Definitions and question

  • Veganism excludes meat, fish, eggs, and dairy, leaving grains, legumes, nuts, seeds, vegetables, fruits, and plant oils.[1]
  • Plant-based language is softer than vegan language, while some research definitions include people who occasionally eat meat or fish within vegetarian categories.[2][3][4]
  • About 20 years as a vegetarian, including a vegan period, ended with rejection of the nutritional, animal, and planetary cases for veganism.

Nutrition and evidence

  • Randomized trials, systematic reviews, and meta-analyses are at the top of the evidence hierarchy.[5][6]
  • A PubMed search for vegan-diet meta-analyses produced 28 results, with three remaining after removal of mismatched designs, diets, and surrogate-marker analyses.[7]
  • The mental-health meta-analysis linked vegetarian or vegan diets with higher depression risk and lower anxiety scores, which is not an endorsement of the diets.[8]
  • The bone meta-analysis found lower femoral-neck and lumbar-spine bone mineral density in vegetarians and vegans, with higher fracture rates in vegans.[9]
  • The type 2 diabetes meta-analysis found better glycemic control with low-carbohydrate, low-glycemic-index, Mediterranean, and high-protein diets, not vegetarian, vegan, or high-fiber diets.[10]
  • The Ornish trial combined a low-fat vegetarian diet with smoking cessation, stress management, aerobic exercise, and psychosocial support, so its coronary improvement cannot be assigned to the diet.[11]
  • The Game Changers erection experiment used three men over two nights, comparing a meat burrito with a plant burrito.[12]
  • The Daily Dozen calculation supplied about 1,364 calories, nearly 70% carbohydrate, 16% fat, and 17% protein, with multiple vitamins, minerals, and animal-form nutrients absent or below the selected targets.[14]
  • A healthy diet supplies essential nutrients without supplementation; a vegan diet requires supplementation and is therefore not healthy.[13][14]

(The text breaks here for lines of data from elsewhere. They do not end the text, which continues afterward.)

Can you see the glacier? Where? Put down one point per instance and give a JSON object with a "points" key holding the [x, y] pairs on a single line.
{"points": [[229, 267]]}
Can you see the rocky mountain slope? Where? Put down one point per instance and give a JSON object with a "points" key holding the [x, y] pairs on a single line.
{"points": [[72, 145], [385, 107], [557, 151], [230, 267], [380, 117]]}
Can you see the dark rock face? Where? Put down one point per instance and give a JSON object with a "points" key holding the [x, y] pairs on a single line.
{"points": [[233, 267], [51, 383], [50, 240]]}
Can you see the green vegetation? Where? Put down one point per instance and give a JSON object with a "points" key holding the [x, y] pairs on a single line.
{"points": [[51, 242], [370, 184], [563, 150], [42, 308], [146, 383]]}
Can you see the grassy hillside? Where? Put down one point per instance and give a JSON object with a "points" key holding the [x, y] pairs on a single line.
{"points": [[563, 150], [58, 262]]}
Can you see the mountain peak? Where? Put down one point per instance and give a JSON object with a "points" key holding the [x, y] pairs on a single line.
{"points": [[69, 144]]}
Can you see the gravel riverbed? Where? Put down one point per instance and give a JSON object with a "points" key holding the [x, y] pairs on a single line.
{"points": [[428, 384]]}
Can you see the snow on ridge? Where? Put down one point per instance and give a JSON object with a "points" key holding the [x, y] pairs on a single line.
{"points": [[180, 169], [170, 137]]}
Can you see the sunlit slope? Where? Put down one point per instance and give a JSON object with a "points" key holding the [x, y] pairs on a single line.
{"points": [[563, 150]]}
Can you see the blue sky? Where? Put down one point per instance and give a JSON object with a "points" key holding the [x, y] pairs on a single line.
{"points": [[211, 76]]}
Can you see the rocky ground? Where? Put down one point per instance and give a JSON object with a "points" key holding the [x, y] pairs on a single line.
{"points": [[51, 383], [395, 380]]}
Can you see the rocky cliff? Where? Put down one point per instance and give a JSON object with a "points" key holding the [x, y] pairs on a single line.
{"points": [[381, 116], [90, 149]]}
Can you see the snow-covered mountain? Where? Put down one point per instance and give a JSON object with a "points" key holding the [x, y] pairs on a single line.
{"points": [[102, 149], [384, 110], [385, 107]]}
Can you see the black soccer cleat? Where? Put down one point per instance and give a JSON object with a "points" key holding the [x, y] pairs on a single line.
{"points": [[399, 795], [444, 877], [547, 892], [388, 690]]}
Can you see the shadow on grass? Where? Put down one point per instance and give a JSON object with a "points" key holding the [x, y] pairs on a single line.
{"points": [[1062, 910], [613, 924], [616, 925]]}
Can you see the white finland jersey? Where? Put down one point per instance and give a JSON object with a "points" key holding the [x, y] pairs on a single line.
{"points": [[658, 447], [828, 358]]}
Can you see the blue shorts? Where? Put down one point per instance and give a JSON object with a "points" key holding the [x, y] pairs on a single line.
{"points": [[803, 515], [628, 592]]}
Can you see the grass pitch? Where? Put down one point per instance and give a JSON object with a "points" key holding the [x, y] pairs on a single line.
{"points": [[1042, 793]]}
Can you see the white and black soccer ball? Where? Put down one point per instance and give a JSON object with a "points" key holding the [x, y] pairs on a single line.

Animals and food production

  • Cattle, pigs, sheep, hens, and domestic cats would not exist in a vegan food system because livestock and carnivorous pets depend on animal agriculture.
  • The Vegetarian Myth links crop production to unavoidable animal deaths: even protecting a lettuce requires excluding or killing slugs.[15]
  • One cow was calculated to provide more than 600,000 calories and feed one person for a year, while the same calories would require about 228 chickens.[16][17][18]
  • Fischer and Lamey's field-death paper is used with an estimate of seven billion animal deaths annually on harvested U.S. cropland, alongside about 40 million cattle and nine billion chickens killed for food.[19]
  • Confining chickens and cattle in sheds or concrete systems is wrong, and removing grazing ruminants is also wrong because they belong on grassland.

Soil and climate

  • Grazing ruminants host microflora, return material to the land, and rejuvenate topsoil; soil-free greenhouse production removes that relationship and requires added carbon dioxide.[20]
  • Rotational systems such as Polyface Farm alternate animals, crops, and rest, while plant-only cultivation continually takes from soil without returning animal fertility.
  • Local food comes from the surrounding land and water: cattle, sheep, dairy, fish, eggs, and seasonal vegetables, not distant imported produce.
  • Humans also generate methane, including methane measured in flatus, so methane production is not unique to cattle.[21]
  • Atmospheric methane is about 1.8 parts per million; the calculations reduce agriculture's share to about 0.44 and enteric fermentation to about 0.3 parts per million.[22][23][24]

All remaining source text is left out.